Results: In total, 3.2% and 9.3% of participants had ever drunk alcohol in the two samples, and 4.4% and 12.6% had ever smoked. Although the absolute rates were higher in the Healthy Schools dataset, alcohol consumption and smoking in both samples increased steadily with more frequent back pain. Of those who reported pain about every day; 12.2% and 21.3% had drunk alcohol, and 12.7% and 20.8% had smoked, in the two samples. The proportion of students that missed school regularly was only measured in one dataset, but showed the same pattern of increase with more frequent back pain. The same trend for increased prevalence of feelings of anxiety and depression with increasing back pain frequency was evident, although absolute difference between strata were small.

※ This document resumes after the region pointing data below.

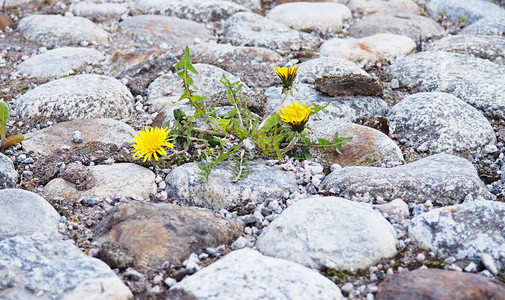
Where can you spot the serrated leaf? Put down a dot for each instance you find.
(12, 140)
(4, 114)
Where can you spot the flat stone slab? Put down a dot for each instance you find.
(8, 174)
(250, 29)
(56, 30)
(341, 109)
(368, 147)
(368, 7)
(94, 130)
(442, 178)
(327, 66)
(185, 185)
(307, 16)
(26, 213)
(410, 25)
(247, 272)
(100, 11)
(59, 62)
(304, 234)
(200, 11)
(41, 267)
(438, 284)
(378, 47)
(163, 30)
(476, 81)
(439, 122)
(471, 10)
(488, 47)
(158, 232)
(86, 96)
(127, 179)
(464, 231)
(492, 25)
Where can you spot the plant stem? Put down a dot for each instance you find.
(288, 147)
(274, 111)
(184, 151)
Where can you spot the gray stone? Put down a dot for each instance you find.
(368, 7)
(441, 122)
(94, 130)
(247, 272)
(56, 30)
(100, 11)
(347, 109)
(45, 267)
(463, 231)
(368, 147)
(59, 62)
(8, 174)
(250, 29)
(251, 4)
(201, 11)
(308, 16)
(26, 213)
(184, 184)
(253, 65)
(329, 66)
(130, 180)
(442, 178)
(378, 47)
(469, 10)
(207, 80)
(488, 47)
(476, 81)
(492, 25)
(157, 30)
(158, 232)
(412, 26)
(303, 234)
(86, 96)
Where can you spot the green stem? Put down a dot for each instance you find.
(276, 110)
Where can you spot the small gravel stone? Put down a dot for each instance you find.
(77, 137)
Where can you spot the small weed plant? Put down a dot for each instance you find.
(236, 136)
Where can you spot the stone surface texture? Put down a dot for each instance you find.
(86, 96)
(185, 185)
(94, 130)
(250, 29)
(55, 30)
(439, 284)
(303, 235)
(320, 16)
(159, 232)
(127, 179)
(246, 274)
(378, 47)
(60, 62)
(200, 11)
(412, 26)
(439, 122)
(464, 231)
(442, 178)
(476, 81)
(25, 213)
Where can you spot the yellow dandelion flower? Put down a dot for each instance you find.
(296, 115)
(287, 76)
(150, 142)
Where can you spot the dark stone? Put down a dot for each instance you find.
(79, 175)
(349, 85)
(435, 284)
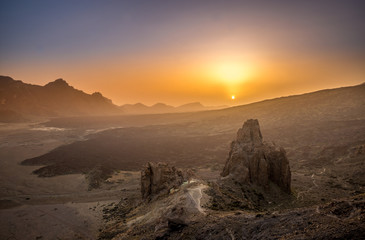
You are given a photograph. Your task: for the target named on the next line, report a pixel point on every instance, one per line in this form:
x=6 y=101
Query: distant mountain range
x=20 y=101
x=140 y=108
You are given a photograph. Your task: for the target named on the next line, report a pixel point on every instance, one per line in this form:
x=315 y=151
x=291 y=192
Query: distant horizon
x=217 y=52
x=178 y=105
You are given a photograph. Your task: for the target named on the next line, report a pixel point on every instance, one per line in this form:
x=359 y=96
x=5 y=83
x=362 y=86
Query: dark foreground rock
x=252 y=161
x=342 y=219
x=160 y=178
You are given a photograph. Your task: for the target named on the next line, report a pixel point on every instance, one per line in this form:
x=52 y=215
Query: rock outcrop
x=159 y=178
x=252 y=161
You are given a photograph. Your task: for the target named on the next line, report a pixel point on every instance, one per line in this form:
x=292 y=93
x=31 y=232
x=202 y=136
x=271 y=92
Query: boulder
x=252 y=161
x=159 y=178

Discussion and Conclusion: There was the same, consistent relationship between frequency of back pain and adverse health risk indicators in two independently-collected samples of adolescents. These are descriptive data, so unsuitable for attributing causation, but they do indicate that frequent back pain is part of a picture of poor health and adverse health risk. These findings have implications for identifying a population at-risk of poor health, and point to the need to consider more integrated management of adolescents with back pain.